Uno de los asuntos que Jesús nos invita a discernir es el camino de la paz. Y, Jesús siempre que habla de paz, la distingue y confronta con la paz de este mundo. En este evangelio nos dice: “la paz les dejo mi paz les doy, no se las doy como la da el mundo, no pierdan la paz, ni se acobarden”.
¿Por qué Jesús se empeña en hacer esta distinción? Si contemplamos nuestra historia, vemos a los poderes del mundo conquistando, dominando, destruyendo; bien sabemos, que hoy la convivencia humana y la creación están amenazada por los conflictos y las guerras, especialmente, la guerra provocada por la invasión de Rusia a Ucrania. Los que hacen la guerra en este mundo lo hacen, supuestamente, para construir la paz; pero ese no es el camino de Jesús y él los distingue claramente.
También, más en pequeño, les informo que esta semana recibí una demanda por “difamación”, por parte del Gobernador del estado Carabobo, porque en el Informe de Lupa por la Vida, el cual coordinamos el Sr. Marino Alvarado y mi persona, expresamos que en nuestro país han sucedido presuntas ejecuciones extrajudiciales de jóvenes de barrio y, particularmente, en el estado Carabobo los índices eran alarmantes. Por tanto, convenía hacer una investigación para que los familiares de las víctimas tuvieran acceso a la verdad, a la justicia y a la reparación. Consideramos que toda muerte violenta debe ser investigada. Esto ha traído como consecuencia la imputación por parte de la gobernación del estado Carabobo. Estamos en ese proceso.

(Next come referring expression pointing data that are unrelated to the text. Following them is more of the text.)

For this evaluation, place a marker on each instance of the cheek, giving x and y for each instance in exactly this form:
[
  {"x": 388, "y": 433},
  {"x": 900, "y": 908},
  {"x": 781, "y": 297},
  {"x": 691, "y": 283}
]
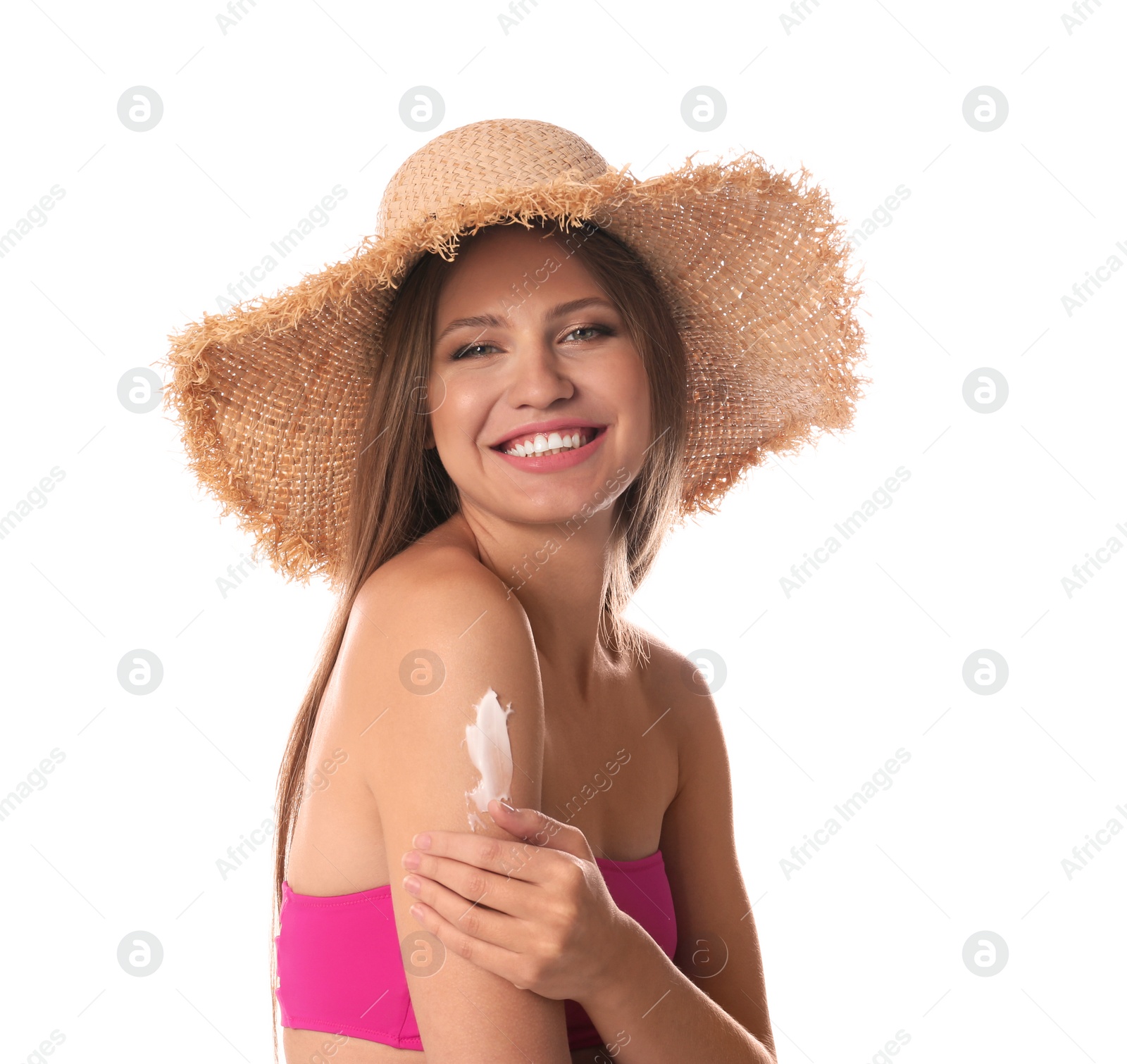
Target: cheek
[{"x": 458, "y": 412}]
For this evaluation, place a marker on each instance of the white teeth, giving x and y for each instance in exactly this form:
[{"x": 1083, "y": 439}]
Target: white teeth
[{"x": 550, "y": 443}]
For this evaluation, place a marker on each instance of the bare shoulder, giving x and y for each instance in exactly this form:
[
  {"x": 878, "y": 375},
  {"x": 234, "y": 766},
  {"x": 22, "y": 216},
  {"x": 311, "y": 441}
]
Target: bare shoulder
[
  {"x": 674, "y": 680},
  {"x": 430, "y": 636}
]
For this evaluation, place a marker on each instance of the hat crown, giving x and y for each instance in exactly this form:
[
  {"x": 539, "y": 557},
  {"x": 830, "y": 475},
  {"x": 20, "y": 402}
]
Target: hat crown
[{"x": 475, "y": 161}]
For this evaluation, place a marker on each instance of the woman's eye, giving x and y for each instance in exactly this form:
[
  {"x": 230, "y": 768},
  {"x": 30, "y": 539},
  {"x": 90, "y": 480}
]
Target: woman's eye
[
  {"x": 597, "y": 330},
  {"x": 462, "y": 352},
  {"x": 471, "y": 351}
]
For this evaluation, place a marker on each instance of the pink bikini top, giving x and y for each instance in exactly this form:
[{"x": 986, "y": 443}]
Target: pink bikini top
[{"x": 341, "y": 970}]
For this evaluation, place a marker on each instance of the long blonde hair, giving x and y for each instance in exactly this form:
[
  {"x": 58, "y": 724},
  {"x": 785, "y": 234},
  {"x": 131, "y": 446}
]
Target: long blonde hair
[{"x": 400, "y": 489}]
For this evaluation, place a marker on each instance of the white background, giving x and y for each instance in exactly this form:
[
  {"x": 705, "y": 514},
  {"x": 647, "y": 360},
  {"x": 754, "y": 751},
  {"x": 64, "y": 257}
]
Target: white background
[{"x": 822, "y": 687}]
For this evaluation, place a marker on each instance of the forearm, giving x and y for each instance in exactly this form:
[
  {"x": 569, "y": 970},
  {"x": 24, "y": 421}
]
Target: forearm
[{"x": 649, "y": 1013}]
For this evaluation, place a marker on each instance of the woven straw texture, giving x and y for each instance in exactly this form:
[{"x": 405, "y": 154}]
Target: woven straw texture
[{"x": 752, "y": 264}]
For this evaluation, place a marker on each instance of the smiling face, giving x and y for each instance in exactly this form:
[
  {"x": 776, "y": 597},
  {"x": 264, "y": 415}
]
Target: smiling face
[{"x": 531, "y": 358}]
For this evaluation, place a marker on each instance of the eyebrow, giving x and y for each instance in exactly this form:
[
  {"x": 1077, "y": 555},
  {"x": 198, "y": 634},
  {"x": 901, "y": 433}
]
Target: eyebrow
[{"x": 486, "y": 320}]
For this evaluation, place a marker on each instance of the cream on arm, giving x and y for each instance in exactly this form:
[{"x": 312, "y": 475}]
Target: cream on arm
[{"x": 487, "y": 741}]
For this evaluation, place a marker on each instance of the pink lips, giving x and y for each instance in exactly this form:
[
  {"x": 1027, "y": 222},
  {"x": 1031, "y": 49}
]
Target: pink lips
[{"x": 550, "y": 463}]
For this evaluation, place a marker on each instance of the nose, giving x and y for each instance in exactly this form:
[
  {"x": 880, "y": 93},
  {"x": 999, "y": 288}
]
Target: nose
[{"x": 539, "y": 375}]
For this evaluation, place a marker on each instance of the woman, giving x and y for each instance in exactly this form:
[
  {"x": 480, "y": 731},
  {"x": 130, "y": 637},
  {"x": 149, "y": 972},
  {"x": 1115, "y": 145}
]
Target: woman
[{"x": 525, "y": 446}]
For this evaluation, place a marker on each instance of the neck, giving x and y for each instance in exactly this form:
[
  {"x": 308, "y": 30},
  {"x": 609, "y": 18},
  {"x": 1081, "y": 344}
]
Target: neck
[{"x": 556, "y": 572}]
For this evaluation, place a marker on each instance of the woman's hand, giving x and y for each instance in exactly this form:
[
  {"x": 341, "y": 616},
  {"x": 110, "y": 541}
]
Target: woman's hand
[{"x": 535, "y": 912}]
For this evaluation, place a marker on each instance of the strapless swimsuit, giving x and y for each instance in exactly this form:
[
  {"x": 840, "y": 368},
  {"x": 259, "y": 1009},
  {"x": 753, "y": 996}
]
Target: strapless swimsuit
[{"x": 341, "y": 970}]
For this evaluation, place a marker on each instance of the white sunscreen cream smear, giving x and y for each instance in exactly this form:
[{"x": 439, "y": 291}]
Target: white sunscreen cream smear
[{"x": 492, "y": 756}]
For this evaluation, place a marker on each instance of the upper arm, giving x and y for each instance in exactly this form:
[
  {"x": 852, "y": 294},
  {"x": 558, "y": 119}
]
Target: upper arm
[
  {"x": 716, "y": 929},
  {"x": 452, "y": 623}
]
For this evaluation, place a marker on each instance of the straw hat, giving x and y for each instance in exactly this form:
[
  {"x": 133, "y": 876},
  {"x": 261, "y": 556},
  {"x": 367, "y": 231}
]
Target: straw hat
[{"x": 752, "y": 264}]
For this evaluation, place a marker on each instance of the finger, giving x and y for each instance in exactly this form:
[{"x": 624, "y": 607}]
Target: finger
[
  {"x": 485, "y": 955},
  {"x": 540, "y": 830},
  {"x": 468, "y": 917},
  {"x": 511, "y": 859},
  {"x": 506, "y": 894}
]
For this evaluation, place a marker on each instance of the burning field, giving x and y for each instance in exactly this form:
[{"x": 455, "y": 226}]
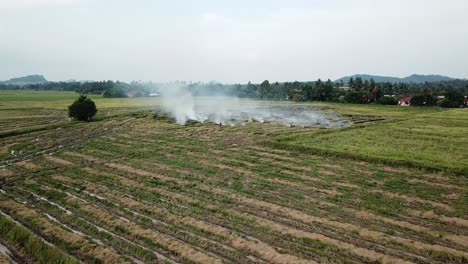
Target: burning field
[{"x": 134, "y": 189}]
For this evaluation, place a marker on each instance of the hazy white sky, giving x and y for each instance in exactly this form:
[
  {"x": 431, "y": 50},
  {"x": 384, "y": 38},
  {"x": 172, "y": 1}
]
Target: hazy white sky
[{"x": 231, "y": 41}]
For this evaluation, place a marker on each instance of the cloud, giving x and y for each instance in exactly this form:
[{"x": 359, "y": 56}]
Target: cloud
[
  {"x": 216, "y": 18},
  {"x": 8, "y": 4}
]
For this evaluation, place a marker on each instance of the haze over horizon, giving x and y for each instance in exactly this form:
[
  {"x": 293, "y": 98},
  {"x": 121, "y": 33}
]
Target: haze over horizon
[{"x": 231, "y": 41}]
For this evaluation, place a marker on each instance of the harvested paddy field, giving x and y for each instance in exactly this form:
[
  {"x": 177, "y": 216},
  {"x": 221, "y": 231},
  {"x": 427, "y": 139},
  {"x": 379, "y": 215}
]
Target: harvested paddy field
[{"x": 129, "y": 188}]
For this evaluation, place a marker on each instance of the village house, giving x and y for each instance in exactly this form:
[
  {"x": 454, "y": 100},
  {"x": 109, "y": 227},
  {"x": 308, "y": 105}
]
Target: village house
[{"x": 405, "y": 101}]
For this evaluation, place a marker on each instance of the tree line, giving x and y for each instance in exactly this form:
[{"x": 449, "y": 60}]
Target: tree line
[{"x": 355, "y": 90}]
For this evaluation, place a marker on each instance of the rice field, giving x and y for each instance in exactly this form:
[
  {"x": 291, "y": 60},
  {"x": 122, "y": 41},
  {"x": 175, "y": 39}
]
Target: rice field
[{"x": 129, "y": 188}]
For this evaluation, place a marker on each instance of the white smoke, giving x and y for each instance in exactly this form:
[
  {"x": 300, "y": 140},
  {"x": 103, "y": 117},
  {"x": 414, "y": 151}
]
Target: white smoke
[{"x": 181, "y": 105}]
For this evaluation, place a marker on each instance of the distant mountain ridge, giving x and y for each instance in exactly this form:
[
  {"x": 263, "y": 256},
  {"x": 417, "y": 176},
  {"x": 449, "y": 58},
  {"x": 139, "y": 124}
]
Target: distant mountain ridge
[
  {"x": 415, "y": 78},
  {"x": 30, "y": 79}
]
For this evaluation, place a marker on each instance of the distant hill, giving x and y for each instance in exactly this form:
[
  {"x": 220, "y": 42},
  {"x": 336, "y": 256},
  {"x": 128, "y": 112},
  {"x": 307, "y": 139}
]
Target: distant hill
[
  {"x": 30, "y": 79},
  {"x": 415, "y": 78}
]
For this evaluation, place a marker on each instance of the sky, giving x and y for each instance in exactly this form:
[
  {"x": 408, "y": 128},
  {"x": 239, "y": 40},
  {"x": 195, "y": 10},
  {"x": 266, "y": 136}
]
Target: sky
[{"x": 231, "y": 41}]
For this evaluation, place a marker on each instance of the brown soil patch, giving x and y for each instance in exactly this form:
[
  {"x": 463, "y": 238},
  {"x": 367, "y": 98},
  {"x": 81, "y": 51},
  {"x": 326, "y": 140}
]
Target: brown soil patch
[
  {"x": 432, "y": 215},
  {"x": 326, "y": 172},
  {"x": 48, "y": 229},
  {"x": 411, "y": 199},
  {"x": 28, "y": 165},
  {"x": 58, "y": 161},
  {"x": 436, "y": 184}
]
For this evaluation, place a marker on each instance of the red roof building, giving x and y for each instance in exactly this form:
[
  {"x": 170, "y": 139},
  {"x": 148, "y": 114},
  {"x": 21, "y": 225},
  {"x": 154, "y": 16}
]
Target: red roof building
[{"x": 405, "y": 101}]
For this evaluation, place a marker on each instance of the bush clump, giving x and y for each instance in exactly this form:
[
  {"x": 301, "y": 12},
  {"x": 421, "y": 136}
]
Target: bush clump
[
  {"x": 388, "y": 100},
  {"x": 82, "y": 109}
]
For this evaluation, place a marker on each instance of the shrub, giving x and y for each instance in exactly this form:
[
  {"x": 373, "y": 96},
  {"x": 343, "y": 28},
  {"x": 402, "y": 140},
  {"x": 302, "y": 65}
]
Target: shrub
[
  {"x": 446, "y": 103},
  {"x": 357, "y": 97},
  {"x": 82, "y": 109},
  {"x": 388, "y": 100},
  {"x": 423, "y": 100},
  {"x": 456, "y": 99}
]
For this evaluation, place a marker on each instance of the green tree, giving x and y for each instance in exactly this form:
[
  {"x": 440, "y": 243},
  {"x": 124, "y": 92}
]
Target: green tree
[{"x": 82, "y": 109}]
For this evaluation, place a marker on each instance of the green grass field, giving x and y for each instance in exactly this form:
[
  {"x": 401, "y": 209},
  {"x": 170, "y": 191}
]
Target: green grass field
[
  {"x": 128, "y": 188},
  {"x": 426, "y": 138}
]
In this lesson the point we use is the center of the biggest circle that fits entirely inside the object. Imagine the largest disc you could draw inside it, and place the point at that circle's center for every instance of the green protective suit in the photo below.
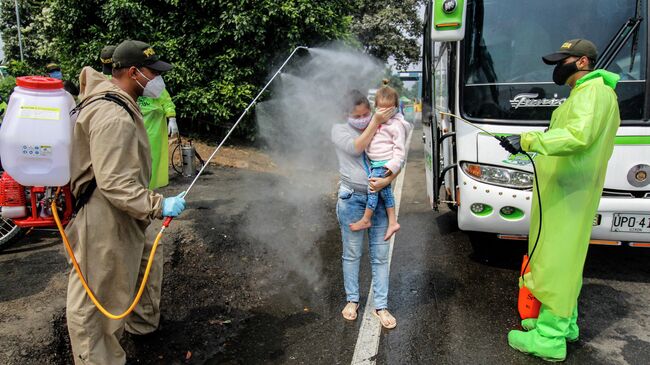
(155, 113)
(571, 166)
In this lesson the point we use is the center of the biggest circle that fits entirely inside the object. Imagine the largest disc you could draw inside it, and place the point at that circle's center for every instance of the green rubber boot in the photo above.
(573, 333)
(546, 341)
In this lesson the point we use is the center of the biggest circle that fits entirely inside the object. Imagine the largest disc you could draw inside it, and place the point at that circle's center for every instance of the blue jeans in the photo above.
(385, 193)
(349, 209)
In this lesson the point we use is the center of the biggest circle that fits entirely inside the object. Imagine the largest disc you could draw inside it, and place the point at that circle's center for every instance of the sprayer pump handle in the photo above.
(167, 221)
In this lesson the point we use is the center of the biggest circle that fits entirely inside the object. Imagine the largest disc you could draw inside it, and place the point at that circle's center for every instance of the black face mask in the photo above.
(562, 72)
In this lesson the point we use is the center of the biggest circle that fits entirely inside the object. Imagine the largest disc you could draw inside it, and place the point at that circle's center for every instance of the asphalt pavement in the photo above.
(243, 301)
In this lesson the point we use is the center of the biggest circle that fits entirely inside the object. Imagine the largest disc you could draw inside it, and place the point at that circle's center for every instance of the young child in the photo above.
(387, 153)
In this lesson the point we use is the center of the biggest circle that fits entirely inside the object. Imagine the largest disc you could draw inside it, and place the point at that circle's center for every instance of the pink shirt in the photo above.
(389, 143)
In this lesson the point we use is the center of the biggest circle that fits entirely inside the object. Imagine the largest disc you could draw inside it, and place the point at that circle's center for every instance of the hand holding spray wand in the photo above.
(167, 220)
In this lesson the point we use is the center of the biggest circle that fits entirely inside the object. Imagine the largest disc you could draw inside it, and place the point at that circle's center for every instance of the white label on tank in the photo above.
(36, 151)
(39, 112)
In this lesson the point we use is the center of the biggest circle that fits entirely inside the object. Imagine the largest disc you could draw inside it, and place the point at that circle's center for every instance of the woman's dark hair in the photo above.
(355, 98)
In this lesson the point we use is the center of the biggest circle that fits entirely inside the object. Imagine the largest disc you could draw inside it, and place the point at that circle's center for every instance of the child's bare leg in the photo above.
(364, 222)
(393, 226)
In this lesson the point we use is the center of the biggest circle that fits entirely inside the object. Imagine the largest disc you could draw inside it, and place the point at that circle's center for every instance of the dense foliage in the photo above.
(222, 50)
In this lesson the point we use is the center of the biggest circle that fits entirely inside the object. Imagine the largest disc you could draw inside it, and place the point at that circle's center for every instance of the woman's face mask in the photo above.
(563, 71)
(360, 123)
(154, 87)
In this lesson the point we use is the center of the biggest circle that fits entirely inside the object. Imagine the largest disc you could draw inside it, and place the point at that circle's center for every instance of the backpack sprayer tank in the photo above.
(35, 149)
(12, 198)
(36, 133)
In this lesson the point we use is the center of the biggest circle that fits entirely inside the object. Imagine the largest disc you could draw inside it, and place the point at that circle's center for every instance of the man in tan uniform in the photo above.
(111, 168)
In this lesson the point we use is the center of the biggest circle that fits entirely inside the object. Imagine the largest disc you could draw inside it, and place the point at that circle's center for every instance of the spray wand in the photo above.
(539, 197)
(166, 222)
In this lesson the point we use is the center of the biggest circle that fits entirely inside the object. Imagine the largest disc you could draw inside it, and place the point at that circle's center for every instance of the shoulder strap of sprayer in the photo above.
(366, 167)
(84, 197)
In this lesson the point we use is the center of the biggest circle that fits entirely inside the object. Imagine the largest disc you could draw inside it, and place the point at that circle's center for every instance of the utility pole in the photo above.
(20, 37)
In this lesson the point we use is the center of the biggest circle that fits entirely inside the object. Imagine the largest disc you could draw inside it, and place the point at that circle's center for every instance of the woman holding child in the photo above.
(361, 204)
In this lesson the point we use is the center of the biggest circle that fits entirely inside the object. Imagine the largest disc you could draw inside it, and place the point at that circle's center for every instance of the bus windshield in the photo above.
(506, 39)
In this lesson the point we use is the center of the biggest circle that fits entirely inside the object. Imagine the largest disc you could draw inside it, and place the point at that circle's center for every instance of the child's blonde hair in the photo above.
(387, 93)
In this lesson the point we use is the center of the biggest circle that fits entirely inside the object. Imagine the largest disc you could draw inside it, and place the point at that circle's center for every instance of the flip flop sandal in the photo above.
(350, 311)
(385, 318)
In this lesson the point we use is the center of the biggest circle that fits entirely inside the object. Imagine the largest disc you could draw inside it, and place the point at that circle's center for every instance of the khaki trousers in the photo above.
(112, 258)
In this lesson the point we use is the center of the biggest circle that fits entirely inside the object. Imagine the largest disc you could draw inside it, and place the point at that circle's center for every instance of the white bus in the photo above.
(482, 63)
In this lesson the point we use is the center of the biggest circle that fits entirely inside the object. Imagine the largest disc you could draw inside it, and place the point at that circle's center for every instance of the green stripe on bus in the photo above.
(619, 140)
(632, 140)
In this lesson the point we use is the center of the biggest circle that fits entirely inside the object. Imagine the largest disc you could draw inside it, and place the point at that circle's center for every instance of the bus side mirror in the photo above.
(448, 20)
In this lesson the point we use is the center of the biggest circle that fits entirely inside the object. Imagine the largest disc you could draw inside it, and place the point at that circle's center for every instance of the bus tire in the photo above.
(9, 233)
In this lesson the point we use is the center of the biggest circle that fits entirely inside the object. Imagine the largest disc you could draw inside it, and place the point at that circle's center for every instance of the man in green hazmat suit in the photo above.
(3, 108)
(160, 120)
(571, 161)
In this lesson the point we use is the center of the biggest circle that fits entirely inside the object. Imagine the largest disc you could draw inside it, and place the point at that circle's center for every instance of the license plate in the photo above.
(629, 222)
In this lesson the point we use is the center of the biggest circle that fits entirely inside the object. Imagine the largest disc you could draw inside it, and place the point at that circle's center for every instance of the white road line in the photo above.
(368, 341)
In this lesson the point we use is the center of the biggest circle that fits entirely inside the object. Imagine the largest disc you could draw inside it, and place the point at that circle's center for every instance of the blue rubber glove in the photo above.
(172, 207)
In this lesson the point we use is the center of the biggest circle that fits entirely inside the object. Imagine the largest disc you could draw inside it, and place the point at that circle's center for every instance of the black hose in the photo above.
(539, 202)
(177, 148)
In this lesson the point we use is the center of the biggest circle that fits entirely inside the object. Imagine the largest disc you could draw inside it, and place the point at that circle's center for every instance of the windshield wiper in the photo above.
(629, 28)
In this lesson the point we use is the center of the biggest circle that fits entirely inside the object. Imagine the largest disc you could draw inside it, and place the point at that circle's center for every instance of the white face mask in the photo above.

No cabe duda, que el camino de la paz en Cristo, implica, aquí y ahora, un compromiso ineludible por la defensa de la vida y de los derechos humanos. La paz que critica Jesús, la paz del mundo, del poder, buscará siempre, sea cual sea su signo, dominar, controlar y acallar las voces que defienden la vida.
Como hombre de fe, reitero, estoy en paz con mi conciencia, con Dios y con el país. Cualquier consecuencia que traiga la búsqueda de querer vivir con honestidad el Espíritu del evangelio, el seguimiento de Jesús, lo asumo con toda responsabilidad. Me siento en manos de Dios y en Él lo espero todo. Como decía San Pablo: “¿Quién nos separará del amor de Cristo?” (En 8,35-39).